Divisibility by 3 and 9: These rules depend on the sum of the digits. For $3$, add all digits of the number; if the sum is a multiple of $3$, the number is divisible by $3$. Similarly, for $9$, if the sum of the digits is divisible by $9$, the whole number is divisible by $9$. Visualize 'breaking apart' the number into its individual digits and stacking them to see if the total height matches a multiple of $3$ or $9$.

Divisibility by 4 and 8: For $4$, check only the last two digits; if they form a number divisible by $4$, the whole number is. For $8$, check the last three digits. For example, in the number $1,524$, focus only on the '24' to determine divisibility by $4$.

Divisibility by 6: A number is divisible by $6$ if it satisfies the rules for both $2$ and $3$. This means the number must be even (ends in $0, 2, 4, 6, 8$) AND the sum of its digits must be a multiple of $3$.

Divisibility by 11: To check for $11$, find the sum of digits at odd places and the sum of digits at even places. Subtract the smaller sum from the larger sum. If the difference is $0$ or a multiple of $11$ (like $11, 22, 33$), the number is divisible by $11$. Visualize the digits in a 'see-saw' pattern, alternating between the left and right sides.

Relationship between Factors and Multiples: Every number is a factor of itself and $1$ is a factor of every number.

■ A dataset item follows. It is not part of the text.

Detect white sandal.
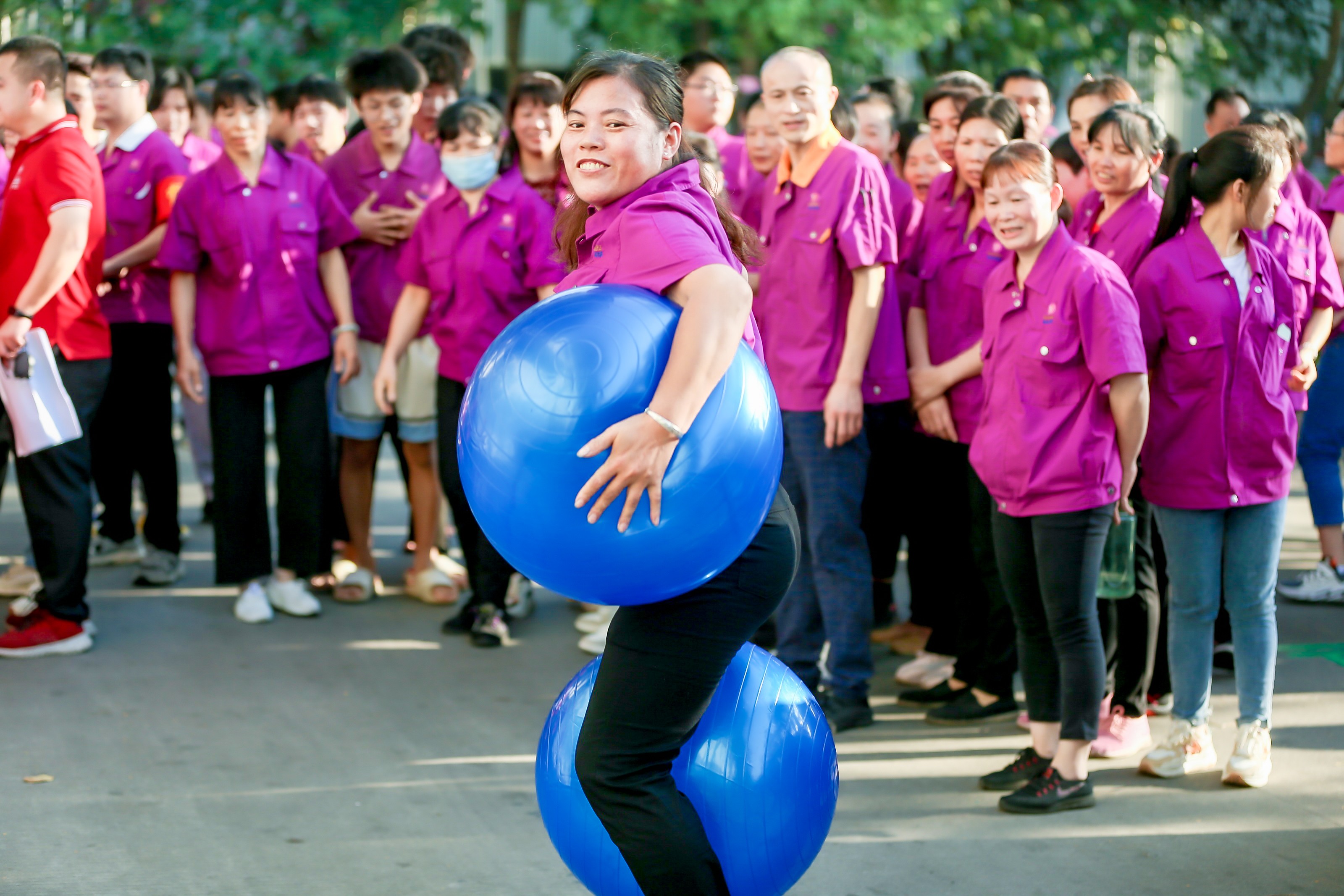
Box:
[332,567,383,603]
[406,565,461,606]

A number is always greater than or equal to its factors, and a number is always less than or equal to its multiples (excluding zero).

Prime and Composite Numbers: A Prime number has exactly two factors ($1$ and itself), such as $2, 3, 5, 7$. A Composite number has more than two factors, such as $4, 6, 8, 9$. Note that $1$ is neither prime nor composite.